Ninjapa. A way that you could open accounts in various applications through a single website and manage your data across multiple sites.
The Webb. A central number that you could call and talk to a person who could do anything for you that you could do online.
Web Macros. A way to record sequences of steps on websites so that you could repeat common actions, even across sites, and share “recipes” for how you accomplished online tasks.
Internet Button Company. A way to package steps taken on a website and smart form-fill functionality. People could encode buttons and share buttons à la social bookmarking.
Max and Damon had a vision that computers could be used to create a virtual personal assistant to which their customers could ask questions. Because the assistant was designed for subjective questions, the answers required human judgment. Thus, the early Aardvark experiments tried many variations on this theme, building a series of prototypes for ways customers could interact with the virtual assistant and get their questions answered. All the early prototypes failed to engage the customers.
As Max describes it, “We self-funded the company and released very cheap prototypes to test. What became Aardvark was the sixth prototype. Each prototype was a two- to four-week effort. We used humans to replicate the back end as much as possible. We invited one hundred to two hundred friends to try the prototypes and measured how many of them came back. The results were unambiguously negative until Aardvark.”
Because of the short time line, none of the prototypes involved advanced technology. Instead, they were MVPs designed to test a more important question: what would be required to get customers to engage with the product and tell their friends about it?
“Once we chose Aardvark,” Ventilla says, “we continued to run with humans replicating pieces of the backend for nine months. We hired eight people to manage queries, classify conversations, etc. We actually raised our seed and series A rounds before the system was automated—the assumption was that the lines between humans and artificial intelligence would cross, and we at least proved that we were building stuff people would respond to.
“As we refined the product, we would bring in six to twelve people weekly to react to mockups, prototypes, or simulations that we were working on. It was a mix of existing users and people who never saw the product before. We had our engineers join for many of these sessions, both so that they could make modifications in real time, but also so we could all experience the pain of a user not knowing what to do.”8
The Aardvark product they settled on worked via instant messaging (IM). Customers could send Aardvark a question via IM, and Aardvark would get them an answer that was drawn from the customer’s social network: the system would seek out the customer’s friends and friends of friends and pose the question to them. Once it got a suitable answer, it would report back to the initial customer.

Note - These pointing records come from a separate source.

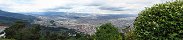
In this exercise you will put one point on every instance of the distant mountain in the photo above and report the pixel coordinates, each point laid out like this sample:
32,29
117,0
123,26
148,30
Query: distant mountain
17,15
82,15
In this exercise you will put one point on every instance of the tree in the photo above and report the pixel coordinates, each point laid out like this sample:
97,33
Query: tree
160,22
107,32
11,31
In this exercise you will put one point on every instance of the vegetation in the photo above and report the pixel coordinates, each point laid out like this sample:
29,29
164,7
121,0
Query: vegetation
107,32
160,22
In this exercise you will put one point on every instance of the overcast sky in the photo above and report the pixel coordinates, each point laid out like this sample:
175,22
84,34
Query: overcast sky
78,6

Of course, a product like that requires a very important algorithm: given a question about a certain topic, who is the best person in the customer’s social network to answer that question? For example, a question about restaurants in San Francisco shouldn’t be routed to someone in Seattle. More challenging still, a question about computer programming probably shouldn’t be routed to an art student.
Throughout their testing process, Max and Damon encountered many difficult technological problems like these. Each time, they emphatically refused to solve them at that early stage. Instead, they used Wizard of Oz testing to fake it. In a Wizard of Oz test, customers believe they are interacting with the actual product, but behind the scenes human beings are doing the work. Like the concierge MVP, this approach is incredibly inefficient. Imagine a service that allowed customers to ask questions of human researchers—for free—and expect a real-time response. Such a service (at scale) would lose money, but it is easy to build on a micro scale. At that scale, it allowed Max and Damon to answer these all-important questions: If we can solve the tough technical problems behind this artificial intelligence product, will people use it? Will their use lead to the creation of a product that has real value?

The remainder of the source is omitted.